Je lui contai que sa cruelle plaisanterie m’avait frappé dans un coin, à l’écart de mes camarades.
« C’est bien dommage, dit-elle. Je croyais que les autres se moqueraient un peu de vous. »
Je me fâchai tout rouge, et plus j’y pense, plus il me semble que j’avais raison. Peut-être cependant allai-je un peu trop loin, car après avoir juré de ne la plus revoir, je lui donnai ma malédiction de jeune homme. Excusez-moi, je suis d’un sang méridional.
III
Dix ans plus tard, j’étais chef d’escadron au 37e d’artillerie, il n’y avait pas dans l’armée un officier supérieur plus jeune que moi. Les circonstances m’avaient servi ; j’avais pris à moi seul, sans l’aide du génie, la ville de ***. Mon nom, tambouriné dans les journaux, avait obtenu pour six mois une célébrité européenne ; personne ne doutait que je ne fusse du bois dont on fait les maréchaux de France. Une amourette, divulguée à mots couverts par mon ami P. de M. dans la Revue des Deux-Mondes, avait ajouté à ma gloire un élément romanesque. Bref, j’étais à la mode, et le succès (comme il arrive souvent) me rendait presque joli garçon.
Moi, pas bête et bien portant, je tenais l’occasion par les cheveux, et je n’avais garde de lâcher prise. J’allais partout où l’on s’amuse ; je montrais ma figure aux Parisiennes de tout rang et j’empochais à bel amour comptant la monnaie de mes victoires. On me montrait au doigt : voilà le fameux Brosse, l’officier d’avenir, le galant chevalier, le preneur de femmes et de villes, Brosse Poliorcète, qui vient d’apporter à Paris les clefs de *** sur un plat d’or !

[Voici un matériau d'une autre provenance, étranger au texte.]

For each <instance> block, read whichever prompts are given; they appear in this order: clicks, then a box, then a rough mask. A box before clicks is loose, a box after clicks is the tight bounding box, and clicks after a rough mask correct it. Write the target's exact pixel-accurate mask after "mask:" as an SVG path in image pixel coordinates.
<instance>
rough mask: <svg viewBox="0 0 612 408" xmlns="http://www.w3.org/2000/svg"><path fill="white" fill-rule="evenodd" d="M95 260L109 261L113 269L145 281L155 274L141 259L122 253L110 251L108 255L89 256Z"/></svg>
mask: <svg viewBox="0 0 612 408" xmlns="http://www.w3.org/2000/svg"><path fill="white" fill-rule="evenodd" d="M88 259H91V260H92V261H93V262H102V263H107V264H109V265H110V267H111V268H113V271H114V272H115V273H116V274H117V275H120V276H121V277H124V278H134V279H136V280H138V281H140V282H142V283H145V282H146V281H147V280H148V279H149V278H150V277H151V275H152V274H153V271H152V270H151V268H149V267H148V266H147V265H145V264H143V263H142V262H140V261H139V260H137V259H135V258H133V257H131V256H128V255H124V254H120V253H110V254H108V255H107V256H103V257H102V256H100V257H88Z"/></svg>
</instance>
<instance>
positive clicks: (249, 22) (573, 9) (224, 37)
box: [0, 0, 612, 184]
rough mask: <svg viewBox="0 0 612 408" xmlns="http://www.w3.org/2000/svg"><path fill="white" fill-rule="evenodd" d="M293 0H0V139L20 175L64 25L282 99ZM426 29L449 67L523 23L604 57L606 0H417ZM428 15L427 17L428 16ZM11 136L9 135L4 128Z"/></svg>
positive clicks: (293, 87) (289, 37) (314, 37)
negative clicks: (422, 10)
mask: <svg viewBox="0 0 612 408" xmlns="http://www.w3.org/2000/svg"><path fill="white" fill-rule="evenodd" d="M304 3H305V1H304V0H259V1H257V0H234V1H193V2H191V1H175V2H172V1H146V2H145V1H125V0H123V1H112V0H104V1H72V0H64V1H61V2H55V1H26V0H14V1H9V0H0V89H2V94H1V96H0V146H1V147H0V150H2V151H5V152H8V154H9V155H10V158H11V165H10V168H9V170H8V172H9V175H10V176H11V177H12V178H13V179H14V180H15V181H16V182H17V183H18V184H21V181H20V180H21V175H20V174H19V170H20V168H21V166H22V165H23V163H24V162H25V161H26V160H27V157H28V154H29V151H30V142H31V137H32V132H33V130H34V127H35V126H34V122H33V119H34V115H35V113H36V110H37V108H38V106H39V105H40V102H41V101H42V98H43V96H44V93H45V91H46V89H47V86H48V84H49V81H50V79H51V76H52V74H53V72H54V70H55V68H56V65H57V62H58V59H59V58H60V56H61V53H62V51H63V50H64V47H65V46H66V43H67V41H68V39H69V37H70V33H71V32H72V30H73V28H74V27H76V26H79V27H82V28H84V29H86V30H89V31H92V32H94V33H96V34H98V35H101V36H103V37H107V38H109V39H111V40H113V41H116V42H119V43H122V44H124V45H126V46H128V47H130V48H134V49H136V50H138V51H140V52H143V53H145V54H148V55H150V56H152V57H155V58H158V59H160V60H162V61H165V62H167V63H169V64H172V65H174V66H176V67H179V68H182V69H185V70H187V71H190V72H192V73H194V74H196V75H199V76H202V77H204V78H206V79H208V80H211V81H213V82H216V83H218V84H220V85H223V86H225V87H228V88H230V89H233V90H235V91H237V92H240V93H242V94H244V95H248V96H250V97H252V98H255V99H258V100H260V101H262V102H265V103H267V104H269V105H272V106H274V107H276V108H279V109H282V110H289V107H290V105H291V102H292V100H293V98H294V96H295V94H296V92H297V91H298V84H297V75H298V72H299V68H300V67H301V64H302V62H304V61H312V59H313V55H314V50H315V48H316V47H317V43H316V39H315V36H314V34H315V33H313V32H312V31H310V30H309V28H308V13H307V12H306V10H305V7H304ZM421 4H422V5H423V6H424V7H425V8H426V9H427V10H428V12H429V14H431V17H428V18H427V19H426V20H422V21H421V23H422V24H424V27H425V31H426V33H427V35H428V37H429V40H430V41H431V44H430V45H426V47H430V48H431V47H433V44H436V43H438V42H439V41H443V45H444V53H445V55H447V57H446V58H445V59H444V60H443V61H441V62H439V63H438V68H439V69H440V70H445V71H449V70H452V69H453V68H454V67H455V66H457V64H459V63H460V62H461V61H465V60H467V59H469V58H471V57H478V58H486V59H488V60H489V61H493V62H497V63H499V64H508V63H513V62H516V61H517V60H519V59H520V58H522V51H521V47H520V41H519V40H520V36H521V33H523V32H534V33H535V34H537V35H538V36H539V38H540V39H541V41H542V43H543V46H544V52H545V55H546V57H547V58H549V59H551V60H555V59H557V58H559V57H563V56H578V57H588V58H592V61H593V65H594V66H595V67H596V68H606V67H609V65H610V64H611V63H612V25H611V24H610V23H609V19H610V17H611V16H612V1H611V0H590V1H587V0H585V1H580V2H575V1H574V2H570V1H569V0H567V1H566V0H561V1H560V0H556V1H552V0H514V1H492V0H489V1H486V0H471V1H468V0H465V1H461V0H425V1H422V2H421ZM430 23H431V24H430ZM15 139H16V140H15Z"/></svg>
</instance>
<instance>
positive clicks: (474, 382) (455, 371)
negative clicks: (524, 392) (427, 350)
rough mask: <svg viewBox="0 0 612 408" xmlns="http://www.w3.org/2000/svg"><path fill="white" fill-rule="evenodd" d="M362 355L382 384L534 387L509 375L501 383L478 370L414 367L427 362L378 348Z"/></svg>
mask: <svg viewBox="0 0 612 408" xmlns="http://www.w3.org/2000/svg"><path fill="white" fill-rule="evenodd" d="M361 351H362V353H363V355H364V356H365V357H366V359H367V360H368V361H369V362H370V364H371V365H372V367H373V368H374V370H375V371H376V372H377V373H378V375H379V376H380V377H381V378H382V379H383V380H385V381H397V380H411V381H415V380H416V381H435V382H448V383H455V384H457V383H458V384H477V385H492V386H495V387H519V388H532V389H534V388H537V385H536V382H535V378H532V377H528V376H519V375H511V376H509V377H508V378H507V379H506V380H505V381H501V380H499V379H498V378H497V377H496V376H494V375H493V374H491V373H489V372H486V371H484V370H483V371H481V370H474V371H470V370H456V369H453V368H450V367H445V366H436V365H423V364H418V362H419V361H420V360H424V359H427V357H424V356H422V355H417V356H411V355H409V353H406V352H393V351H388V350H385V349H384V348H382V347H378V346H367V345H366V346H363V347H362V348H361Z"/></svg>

Un soir, au bal de l’Opéra, tandis que les pékins ne se gênaient pas pour me nommer tout haut au passage, un domino de satin noir, masqué d’une quadruple dentelle, se retourna vivement, me regarda en face et prit mon bras.
« Bonsoir, vainqueur ! »
A ces deux mots, je reconnus la voix de Zémire. Elle soutint avec beaucoup d’aplomb que je la prenais pour une autre ; mais je ne démordis pas de mon idée pendant un bon quart d’heure qu’elle me promena dans les couloirs. Impossible de l’entraîner jusque dans ma loge ! Après m’avoir lancé une espèce de déclaration ambiguë, elle me glissa des mains comme une anguille (une anguille un peu forte) et disparut.
Je m’informai d’elle au Helder ; on me dit qu’elle avait des rentes ; quelque chose comme la solde de dix généraux de brigade à manger par an. Cette gaillarde-là avait fait autant de tort à la Russie que les canons de Pélissier. Enfin ! chacun son lot ! Je tournai la girouette ailleurs et je n’y repensai plus de trois mois.